Rien n'interdit de voir la vie en rose, mais force est de constater que l'économie canadienne était en panne sèche en début d'automne, sans frein même pour l'empêcher de reculer.

Certes, nous pouvons nous réjouir que la croissance réelle annualisée a atteint 2,3 %, de juillet à septembre, selon l'estimation de Statistique Canada, et nous réconforter grâce aux chiffres révisés des deux premiers trimestres : ils indiquent que la récession technique a été moins profonde que les premières évaluations ne l'avaient laissé croire.

Nous pouvons nous montrer soulagés que les exportations prennent enfin le relais de la consommation des ménages à titre de locomotive de la croissance. Le bond de 9,4 % des volumes exportés, jumelé au repli de près de 3 % des importations, suggère que le Canada profite de la faiblesse de sa monnaie face au billet vert et de l'expansion soutenue des États-Unis.

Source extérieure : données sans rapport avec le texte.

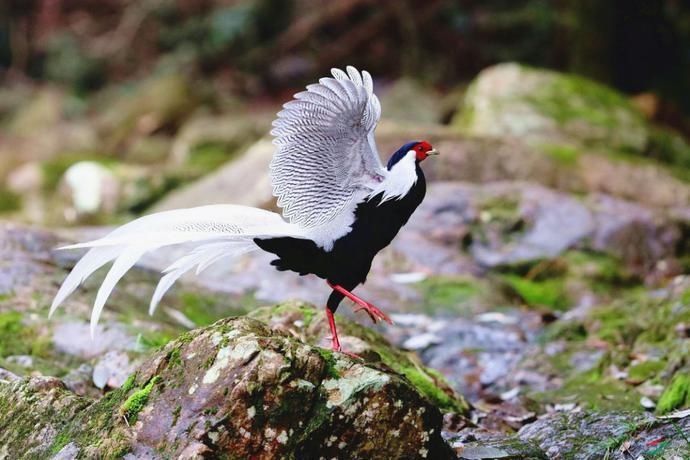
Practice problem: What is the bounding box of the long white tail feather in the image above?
[49,246,123,317]
[148,241,256,316]
[51,205,303,333]
[91,247,148,337]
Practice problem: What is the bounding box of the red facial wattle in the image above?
[414,141,435,161]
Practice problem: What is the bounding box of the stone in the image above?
[519,411,690,459]
[0,315,458,459]
[58,161,120,217]
[454,63,648,152]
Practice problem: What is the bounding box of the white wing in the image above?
[270,66,386,229]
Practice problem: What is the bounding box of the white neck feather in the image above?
[368,150,418,204]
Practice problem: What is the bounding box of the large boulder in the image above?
[454,63,648,152]
[0,314,459,459]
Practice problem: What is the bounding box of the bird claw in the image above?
[354,302,393,325]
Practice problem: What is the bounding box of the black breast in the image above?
[254,166,426,288]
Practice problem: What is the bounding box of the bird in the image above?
[50,66,438,354]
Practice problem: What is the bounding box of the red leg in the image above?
[325,307,361,359]
[326,307,341,352]
[327,282,393,325]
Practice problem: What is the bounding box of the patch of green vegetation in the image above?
[540,320,588,343]
[657,374,690,415]
[501,274,569,310]
[187,141,237,173]
[120,373,136,393]
[534,371,641,412]
[479,195,520,221]
[0,187,21,213]
[120,376,162,423]
[627,360,666,384]
[540,143,580,165]
[564,251,631,288]
[525,69,643,135]
[0,311,51,358]
[178,290,253,327]
[315,348,340,379]
[646,126,690,170]
[418,276,484,313]
[48,431,71,455]
[136,330,174,351]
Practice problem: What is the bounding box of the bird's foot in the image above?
[353,302,392,325]
[327,282,393,325]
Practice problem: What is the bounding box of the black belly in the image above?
[254,172,426,289]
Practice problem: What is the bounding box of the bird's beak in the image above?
[426,149,440,156]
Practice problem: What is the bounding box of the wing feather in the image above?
[270,66,386,229]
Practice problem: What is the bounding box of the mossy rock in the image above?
[528,280,690,414]
[248,302,470,415]
[454,63,648,153]
[0,315,457,459]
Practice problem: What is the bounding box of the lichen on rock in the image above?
[0,312,460,459]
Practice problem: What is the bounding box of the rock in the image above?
[7,88,64,137]
[248,303,469,414]
[124,135,172,164]
[168,112,271,166]
[518,411,690,459]
[58,161,120,218]
[97,74,199,149]
[401,181,684,272]
[0,313,459,459]
[378,78,445,124]
[52,322,136,359]
[92,350,135,390]
[454,63,648,152]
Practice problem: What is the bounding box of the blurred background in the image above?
[3,1,690,453]
[1,0,690,226]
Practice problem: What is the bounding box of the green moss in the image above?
[404,365,464,413]
[49,431,71,455]
[525,70,643,135]
[171,405,182,427]
[187,142,237,173]
[646,126,690,169]
[501,274,569,310]
[179,291,250,327]
[627,361,666,384]
[138,330,175,351]
[540,143,580,164]
[534,372,641,412]
[0,311,51,358]
[168,348,183,367]
[564,250,631,288]
[0,187,21,213]
[417,276,483,313]
[120,376,161,423]
[120,373,136,393]
[315,348,340,379]
[657,374,690,415]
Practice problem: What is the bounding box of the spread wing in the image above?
[270,66,386,228]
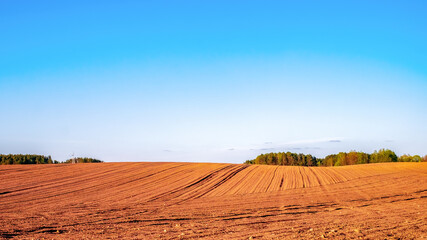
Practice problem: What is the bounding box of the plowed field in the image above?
[1,162,426,239]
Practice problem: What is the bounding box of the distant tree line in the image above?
[0,154,102,165]
[64,157,103,163]
[245,152,320,166]
[321,149,398,166]
[245,149,427,167]
[0,154,57,165]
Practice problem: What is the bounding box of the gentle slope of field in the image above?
[1,162,426,239]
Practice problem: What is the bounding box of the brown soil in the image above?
[0,162,426,239]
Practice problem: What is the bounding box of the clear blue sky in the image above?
[1,1,426,162]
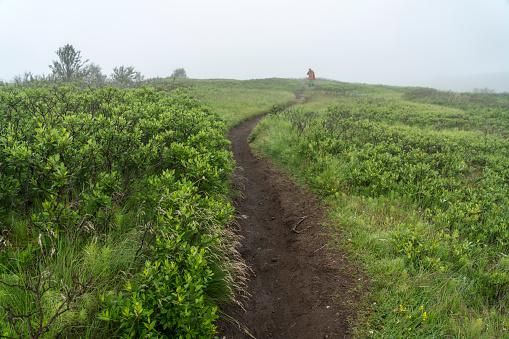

Tout cela est bien beau, mais ce vernis cache une réalité beaucoup moins brillante.

Commençons par les exportations : les usines d'assemblage d'autos ont profité de la forte demande américaine. Soit. C'est avant tout la reprise de la production de l'usine Chrysler à Windsor en début d'été qui explique cette poussée, conjointement avec l'exploitation accrue des sables bitumineux en juin qui s'est poursuivie en juillet et août.

Le vent a tourné en septembre. Un incendie dans les installations de Syncrude a entraîné la chute de 5,1 % des volumes extraits des mines, des carrières et des champs pétrolifères et gaziers, la chute mensuelle la plus forte à ce jour. La production en usines a quant à elle reculé de 0,6 % après trois mois de croissance d'affilée.

Dans l'ensemble, la production canadienne de biens et de services (le PIB réel) mesurée par industrie a reculé de 0,5 % en septembre. Il s'agit du sixième recul mensuel en neuf mois et le plus prononcé.

Elle est revenue au niveau de septembre 2014.

Comme la production a repris en octobre à Syncrude, il est probable que le PIB réel s'est remis en marche, mais il est loin d'être acquis qu'il pourra passer en deuxième vitesse. Si on exclut la chute de la production minière et d'hydrocarbures, le PIB réel a quand même reculé de 0,1 % en septembre. Ce repli s'observe tant dans les industries productrices de biens que dans celles qui, comme le commerce de gros, les services financiers ou le divertissement, font partie de la production de services.

Quand on regarde de près les chiffres du troisième trimestre, on constate que seuls le commerce extérieur et la consommation des ménages ont nourri la croissance.

Dans ce dernier cas, les ménages ont puisé dans leurs épargnes pour acheter surtout des biens durables, des véhicules selon toute vraisemblance.

Comme les prix de ce que nous exportons ont reculé alors que ceux de ce que nous importons ont augmenté, il s'ensuit que le pouvoir d'achat des ménages et des entreprises diminue. Cela ne stimule ni la consommation ni l'investissement.

En fait, si on regarde l'évolution de la taille de l'économie en dollars courants, on constate qu'elle a épaissi de 0,4 % à peine en un an, malgré sa belle poussée de 2,7 % en rythme annuel au troisième trimestre.

Pour soutenir la consommation, il faudra une forte progression de la création d'emplois. Celle observée en octobre ne doit pas faire illusion : elle est le résultat des élections fédérales qui ont gonflé temporairement l'effectif des employés de l'État. Les données de l'Enquête sur la population active qui seront publiées vendredi devraient indiquer une diminution du nombre d'emplois en novembre que viendra peut-être nourrir le troisième repli d'affilée des investissements des entreprises.

En fait, l'indicateur avancé RBC PMI qui mesure les intentions des décideurs d'achat du secteur manufacturier a de quoi faire sourciller. Il se situe en novembre sous la barre de 50 pour un quatrième mois d'affilée. La barre de 50 marque la différence entre une production en contraction ou en expansion.

Pire, son équivalent américain, l'ISM manufacturier est lui aussi passé sous la barre de 50. Cela suggère que les fournisseurs canadiens de fabricants américains ont moins de perspectives de croissance.

Enfin, les entreprises canadiennes ont choisi de déstocker durant l'été. Elles ont peut-être augmenté leur production durant l'automne. Si tel est le cas, elles vont pousser les importations à la hausse puisqu'une grande partie des stocks sont composés de biens industriels et non de produits finis. Cela est susceptible de détériorer le solde commercial.